Hunted by Marissa Garner
Series: FBI Heat
I feel guilty when I say or think that an author’s voice doesn’t work for me. I’m not sure why, because when I love a book, I shout the opposite. But in this case, this author’s voice does not work. The characters interactions didn’t seem realistic – they felt too well orchestrated. I didn’t care for the premise – with the kidnapped wives, and the heroine about to lose her job and fighting off her stalker ex. And the hero is a FBI agent with his whole thing going on. I couldn’t get into it. I didn’t like how the characters were written.
Morrison by Chelsea Camaron & M.J. Fields
Series: Caldwell Brothers, #2
The second book in Camaron’s and Field’s Caldwell Brother’s series is a romantic contemporary/suspense that revolves around three brothers who are struggling to create a better life for themselves. I didn’t mind book one and was hoping book two would settle and expand beyond the stereotypical direction that book one took. Unfortunately, it wasn’t meant to be. This book annoyed me to death.
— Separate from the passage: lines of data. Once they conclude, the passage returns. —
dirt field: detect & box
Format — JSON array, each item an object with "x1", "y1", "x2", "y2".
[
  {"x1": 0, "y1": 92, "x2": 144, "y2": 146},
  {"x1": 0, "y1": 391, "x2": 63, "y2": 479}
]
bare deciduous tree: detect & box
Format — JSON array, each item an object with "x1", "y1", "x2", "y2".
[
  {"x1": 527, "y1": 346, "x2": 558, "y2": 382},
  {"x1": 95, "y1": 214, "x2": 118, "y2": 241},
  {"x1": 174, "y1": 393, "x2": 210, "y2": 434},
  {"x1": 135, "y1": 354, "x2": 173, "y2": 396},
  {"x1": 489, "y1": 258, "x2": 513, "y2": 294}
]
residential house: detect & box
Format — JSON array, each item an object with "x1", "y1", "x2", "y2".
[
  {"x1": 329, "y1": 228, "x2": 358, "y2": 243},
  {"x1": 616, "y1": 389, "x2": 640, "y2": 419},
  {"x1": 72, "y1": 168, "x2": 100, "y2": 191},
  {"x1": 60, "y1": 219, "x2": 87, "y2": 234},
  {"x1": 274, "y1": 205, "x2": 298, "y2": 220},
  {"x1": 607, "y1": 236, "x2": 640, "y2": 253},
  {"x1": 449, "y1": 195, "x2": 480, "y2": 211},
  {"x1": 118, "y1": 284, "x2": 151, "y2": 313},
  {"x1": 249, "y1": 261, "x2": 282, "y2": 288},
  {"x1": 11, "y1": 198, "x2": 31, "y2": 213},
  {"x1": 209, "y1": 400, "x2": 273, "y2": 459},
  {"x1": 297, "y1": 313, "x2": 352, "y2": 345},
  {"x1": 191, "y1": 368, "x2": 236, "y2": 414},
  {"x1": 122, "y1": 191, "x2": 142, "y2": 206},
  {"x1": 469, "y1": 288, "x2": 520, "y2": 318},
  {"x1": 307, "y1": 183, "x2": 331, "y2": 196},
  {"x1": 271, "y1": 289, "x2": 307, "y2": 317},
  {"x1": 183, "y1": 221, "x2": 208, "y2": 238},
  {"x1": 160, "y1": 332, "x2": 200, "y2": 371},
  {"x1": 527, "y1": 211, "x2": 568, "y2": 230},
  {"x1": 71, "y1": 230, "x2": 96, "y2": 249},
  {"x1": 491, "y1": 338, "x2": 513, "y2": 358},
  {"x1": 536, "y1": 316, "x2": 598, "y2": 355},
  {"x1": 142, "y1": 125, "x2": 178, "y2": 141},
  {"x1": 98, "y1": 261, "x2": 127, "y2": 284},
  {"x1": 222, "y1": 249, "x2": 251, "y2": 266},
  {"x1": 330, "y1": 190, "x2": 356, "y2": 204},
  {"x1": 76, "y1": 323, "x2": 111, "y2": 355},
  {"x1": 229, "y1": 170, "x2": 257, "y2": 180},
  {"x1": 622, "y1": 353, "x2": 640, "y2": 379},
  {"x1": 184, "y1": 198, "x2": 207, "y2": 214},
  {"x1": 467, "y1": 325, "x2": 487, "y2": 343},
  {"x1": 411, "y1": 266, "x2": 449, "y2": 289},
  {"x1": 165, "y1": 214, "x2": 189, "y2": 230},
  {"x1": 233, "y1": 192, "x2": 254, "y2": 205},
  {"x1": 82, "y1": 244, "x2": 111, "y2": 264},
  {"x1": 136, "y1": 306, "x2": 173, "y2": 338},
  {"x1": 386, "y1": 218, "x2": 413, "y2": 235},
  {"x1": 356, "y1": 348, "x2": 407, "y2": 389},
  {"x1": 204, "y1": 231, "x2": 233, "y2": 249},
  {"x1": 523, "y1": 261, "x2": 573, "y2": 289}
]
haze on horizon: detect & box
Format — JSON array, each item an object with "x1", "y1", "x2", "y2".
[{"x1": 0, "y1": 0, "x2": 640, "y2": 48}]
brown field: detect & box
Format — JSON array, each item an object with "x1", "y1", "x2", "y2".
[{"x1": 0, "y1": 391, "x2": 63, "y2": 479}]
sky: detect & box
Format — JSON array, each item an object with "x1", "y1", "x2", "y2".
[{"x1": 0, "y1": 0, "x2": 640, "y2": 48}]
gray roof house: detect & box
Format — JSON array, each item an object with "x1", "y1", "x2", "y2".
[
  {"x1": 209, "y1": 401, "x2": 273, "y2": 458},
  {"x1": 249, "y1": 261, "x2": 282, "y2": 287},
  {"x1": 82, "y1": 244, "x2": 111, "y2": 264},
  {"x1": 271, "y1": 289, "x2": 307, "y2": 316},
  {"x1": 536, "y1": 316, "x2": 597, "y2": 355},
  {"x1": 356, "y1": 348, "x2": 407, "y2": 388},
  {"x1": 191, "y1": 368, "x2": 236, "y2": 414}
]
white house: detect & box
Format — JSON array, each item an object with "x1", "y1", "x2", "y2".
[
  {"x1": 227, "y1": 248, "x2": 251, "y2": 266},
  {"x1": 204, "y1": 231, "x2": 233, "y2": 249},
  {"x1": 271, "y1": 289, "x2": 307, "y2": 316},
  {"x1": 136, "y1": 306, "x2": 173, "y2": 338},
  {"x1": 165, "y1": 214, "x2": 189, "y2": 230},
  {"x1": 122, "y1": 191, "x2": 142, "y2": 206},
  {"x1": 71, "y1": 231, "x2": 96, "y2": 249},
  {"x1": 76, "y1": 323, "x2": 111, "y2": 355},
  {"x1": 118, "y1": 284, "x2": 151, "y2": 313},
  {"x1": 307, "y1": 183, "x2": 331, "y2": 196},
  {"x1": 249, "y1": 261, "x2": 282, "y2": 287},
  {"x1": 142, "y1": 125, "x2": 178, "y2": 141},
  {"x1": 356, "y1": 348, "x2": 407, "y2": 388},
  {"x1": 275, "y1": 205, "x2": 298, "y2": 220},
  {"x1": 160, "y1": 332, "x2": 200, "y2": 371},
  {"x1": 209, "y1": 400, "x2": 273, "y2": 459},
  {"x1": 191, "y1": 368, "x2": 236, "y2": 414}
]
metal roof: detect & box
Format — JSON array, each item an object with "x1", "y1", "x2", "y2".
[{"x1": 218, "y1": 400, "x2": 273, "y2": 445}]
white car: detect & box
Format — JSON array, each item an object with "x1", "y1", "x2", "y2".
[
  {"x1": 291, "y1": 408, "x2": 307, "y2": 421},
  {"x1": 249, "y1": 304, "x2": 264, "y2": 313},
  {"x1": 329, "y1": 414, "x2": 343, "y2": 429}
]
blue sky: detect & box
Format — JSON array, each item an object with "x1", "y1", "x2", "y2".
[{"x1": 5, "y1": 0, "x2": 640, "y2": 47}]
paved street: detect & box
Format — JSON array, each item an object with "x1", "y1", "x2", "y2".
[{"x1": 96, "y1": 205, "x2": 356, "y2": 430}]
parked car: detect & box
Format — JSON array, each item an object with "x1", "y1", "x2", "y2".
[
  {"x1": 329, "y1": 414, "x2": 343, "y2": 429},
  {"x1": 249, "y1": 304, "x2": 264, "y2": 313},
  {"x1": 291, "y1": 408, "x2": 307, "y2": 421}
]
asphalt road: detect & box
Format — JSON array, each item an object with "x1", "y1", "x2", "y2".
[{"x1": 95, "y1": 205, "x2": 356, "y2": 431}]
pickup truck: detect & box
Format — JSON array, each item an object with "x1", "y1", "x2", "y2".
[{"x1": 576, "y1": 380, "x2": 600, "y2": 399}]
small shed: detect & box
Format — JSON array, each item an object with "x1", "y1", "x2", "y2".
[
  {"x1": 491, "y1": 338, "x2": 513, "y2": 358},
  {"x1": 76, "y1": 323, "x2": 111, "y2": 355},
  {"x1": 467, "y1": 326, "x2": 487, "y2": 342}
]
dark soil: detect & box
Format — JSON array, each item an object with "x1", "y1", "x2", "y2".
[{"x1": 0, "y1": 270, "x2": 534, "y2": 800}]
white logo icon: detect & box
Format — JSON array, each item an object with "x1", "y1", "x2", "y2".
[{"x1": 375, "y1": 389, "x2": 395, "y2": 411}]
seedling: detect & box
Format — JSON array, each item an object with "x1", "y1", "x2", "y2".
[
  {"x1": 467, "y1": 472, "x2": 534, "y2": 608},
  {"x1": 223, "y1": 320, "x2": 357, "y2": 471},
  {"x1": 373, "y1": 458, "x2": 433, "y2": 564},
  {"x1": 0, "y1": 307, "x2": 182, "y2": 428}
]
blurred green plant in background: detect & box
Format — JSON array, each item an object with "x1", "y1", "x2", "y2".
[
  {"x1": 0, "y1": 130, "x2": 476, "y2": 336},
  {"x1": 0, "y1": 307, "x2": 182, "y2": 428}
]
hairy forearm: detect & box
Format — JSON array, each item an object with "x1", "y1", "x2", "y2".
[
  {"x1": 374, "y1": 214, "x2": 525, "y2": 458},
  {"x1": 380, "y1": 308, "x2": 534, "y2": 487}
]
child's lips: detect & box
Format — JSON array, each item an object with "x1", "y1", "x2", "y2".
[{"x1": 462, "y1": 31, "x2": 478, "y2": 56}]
An intriguingly though common enough plotline sets the stage; introducing us to the heroine and hero and announcing in flashing red lights that we are headed for melodrama island. While I very much enjoyed the heroine (she is a strong woman who is focused on her goals and determined to save herself from a life of servitude), I found the hero to be nothing more than an overblown caricature of the quintessential young adult male whose alpha posturing and sexual appeal is magnified by 100% in his own mind. Repetitive dialogue, manufactured drama, and a hero that has to constantly brand drop and wax poetic about how his sexual skills leave the ladies enthralled left a bad taste in my mouth.
The Harder You Fall by Gena Showalter
Series: The Original Heartbreakers, #3
Showalter hits a home run in the third installment of her Original Heartbreakers series. Fans of this series have been waiting for the elusive Lincoln West and his story since book one. Well written with a cast of dynamic characters whose emotions and vulnerabilities will keep you glued to the pages. Unadulterated humor, full assault romance, and some heart-wrenching moments pave the way for this last Heartbreaker’s story. Redemption, forgiveness, and second chances pave the way as a man finds himself standing at the crossroads with the chance of happiness down one path and continued self-torture down the other. While I enjoyed getting to know the real West and what his reasons behind his two-month rule were, it’s the heroine and her journey to self-awareness and love that made this an engaging fun read for me. Reformed party girl Jessie Kay owns this book with her never ending snark, love of life, non-apologetic lifestyle, and unwillingness to settle for today when she has a chance at a future of tomorrow’s.
Anything For You by Kristen Higgins
Series: Blue Heron, #5
Kristan Higgin’s Blue Heron series is a well-defined romance contemporary series that blends small town humor and eccentricities with sorrow and conflict as it builds difficult romances between two complicated people. It’s not always neat and tidy but normally entertaining. When I learned this was Conner’s story I was very excited. I have always loved him and his twin, Colleen. Higgin’s has hinted as to his HEA for the last 4 books and I was ready to see who it was though I had a strong suspicion. And I was right. Conner has loved Jessica forever but when he proposes, she turns him down flat. From there we go in the past to see what led up to her saying no and then into the present to see if this couple will make it. I wish I could say I loved it but I didn’t. Darker and more emotionally tangled, this couple had so many negatives against them that even when I was given their HEA I didn’t buy it. I also found myself hard pressed to engage with the heroine. Higgin’s does a fantastic job of developing her beyond her previous support status; giving us her backstory so we understand her attitude and the reasons for her actions. But rather then gain my sympathy, I grew more annoyed with her as the story revealed. Her unwillingness to move beyond her past gave me little hope to her and Conner’s future. There was a sense of self-righteous martyrism to her that was difficult to swallow. Conner, on the other hand, is an absolute doll and exhibited all the patience in the world towards this woman. Far more than I would have. I questioned during the last half of the book why he wanted to be with her when he was willing to give his all and she wasn’t. Rumor has it this is the last book in the series. While I’m sad to see it end, perhaps it is for the best.